Berbicara masalah pengungsi, tentunya kondisi ini sangat teramat berkaitan dengan apa yang terjadi di seluruh penjuru dunia. Nasib pengungsi yang kita saksikan di layar kaca atau baca melalui portal berita, sama dengan apa yang dikisahkan dalam buku ini. Bahkan, lebih komplit dan terasa lebih lengkap. Karena, kondisi baik Saeed dan Nadia yang berhasil melarikan diri menuju tempat-tempat yang ditentukan oleh nasib, tidak selalu menyediakan pengamanan yang mereka butuhkan. Ada pula kericuhan yang terjadi hingga menewaskan para imigran tersebut.
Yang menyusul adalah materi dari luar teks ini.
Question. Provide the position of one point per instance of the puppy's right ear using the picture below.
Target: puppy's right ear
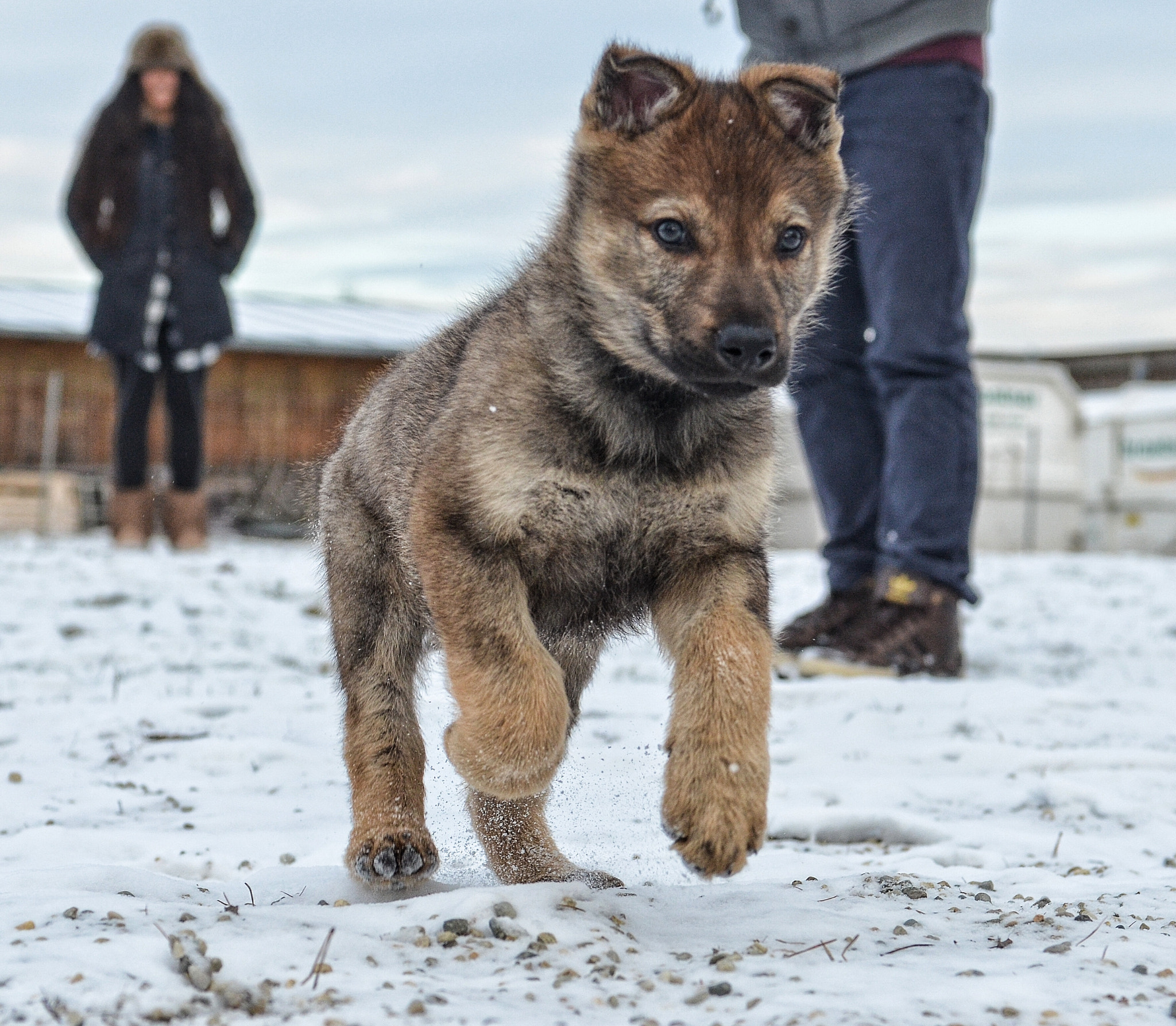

Ketika menyesap kalimat pertama hingga berlembar-lembar halaman kemudian, ada satu yang membuat saya melihat sesuatu yang tampak seperti identitas penulis-penulis khas timur tengah. Dulu, saya pernah membaca novel Kite Runner yang bahasanya mendayu dan mengasikkan hingga tak terasa halaman terakhir akan memisahkan saya dengan dua lelaki dalam kisah ini. Begitu pula yang saya rasakan, gaya bercerita Mohsin, cukup ringkas meski mendayu-dayu, bahkan tidak ditemui penyampaian yang berputar-putar hingga membuat bosan. Justru sangat padat, apa adanya dan menggunakan bahasa yang indah.

Entahlah, tapi saya sangat menyukai buku ini. Yang ketika saya baca kembali ulasan saya ini, sama sekali tidak bisa memberikan spoiler cerita. Karena, saya kemudian membatin, bagian ini belum saya ceritakan, bagian itu belum saya ceritakan hingga ternyata masih banyak bagian yang belum bisa saya tumpahkan dalam tulisan ini. Tentunya, ini menjadikan alasan, mengapa buku-buku bagus itu sulit untuk di-spoiler meski tampaknya sudah semua diceritakan ternyata masih ada saja bagian-bagian yang lupa tidak ditulis.


Jadi, menurut saya, silakan baca sendiri tulisan Mohsin Hamid ini. Karena RASA yang disampaikan olehnya, hanya bisa disesap oleh dirimu sendiri, tanpa melalui perantara orang lain.